The answer, according to a Pew Research poll published Tuesday: Democrats want to walk both paths, simultaneously.
The poll asked Democrats and Republicans whether their parties had spent too much, too little or just the right amount of time meeting the interests and concerns of specific groups of voters.
Among Democrats, 64 percent said the party had spent too little time talking to rural voters, and 58 percent said the same about non-college voters.
Almost two-thirds of Democrats said low-income voters had not gotten enough of the party's attention, and 58 percent said middle-class voters had been ignored to some extent.
But Democratic voters did not want to let up on the party's outreach to its stronger supporters this year.
About half said that the concerns of women and black voters had gotten too little attention, while 43 percent said the same about Latinos.
In the case of women, blacks, Latinos, low-income voters, rural residents and younger voters, Democrats were substantially more likely than Republicans to say their party had not put enough emphasis on the groups' concerns.
The poll suggested far more confidence by Republicans than Democrats in their party's current positioning.
Much of that may simply be the flood of confidence that accompanies a presidential victory.

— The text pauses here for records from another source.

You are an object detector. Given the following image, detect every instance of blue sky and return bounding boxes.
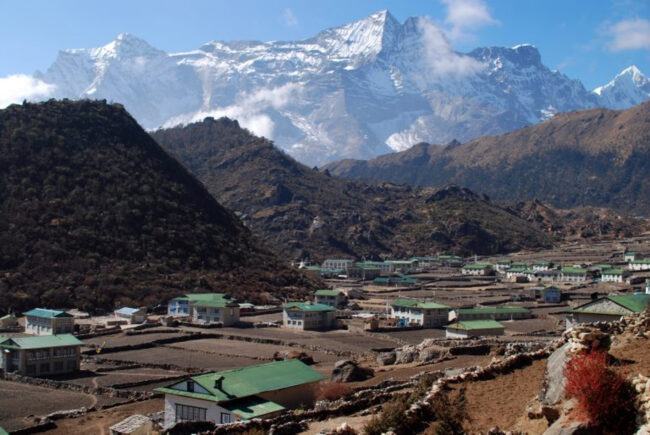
[1,0,649,89]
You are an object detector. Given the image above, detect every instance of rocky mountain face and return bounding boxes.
[32,11,647,166]
[0,100,312,313]
[324,102,650,214]
[503,200,649,241]
[151,118,552,261]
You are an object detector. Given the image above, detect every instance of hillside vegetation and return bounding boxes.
[152,118,552,261]
[0,100,312,313]
[324,102,650,214]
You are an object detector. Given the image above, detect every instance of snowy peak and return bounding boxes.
[313,9,401,62]
[593,65,650,109]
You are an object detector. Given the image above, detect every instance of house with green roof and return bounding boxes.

When the pollsters asked before the election about their view of their party, 61 percent of Republicans said they were optimistic, as did 77 percent of Democrats about their own party.
After the election those figures reversed, with 79 percent of Republicans optimistic compared with 61 percent of Democrats.
A key to Trump's success also was evident in the poll: a chameleon-like ability to make the different ideological groups in the party think he was one of them.
Almost 3 in 5 conservatives said that Trump's views were conservative. And among moderates, 52 percent said that Trump's ideology was a mix of conservative and liberal, echoing their own posture.
But queries about the new president's effect on his party drew sharply partisan responses. More than two-thirds of all voters said that Trump had forced major changes on his party.
Yet 72 percent of Democrats cast those changes as bad ones, while 83 percent of Republicans cast the changes as good ones.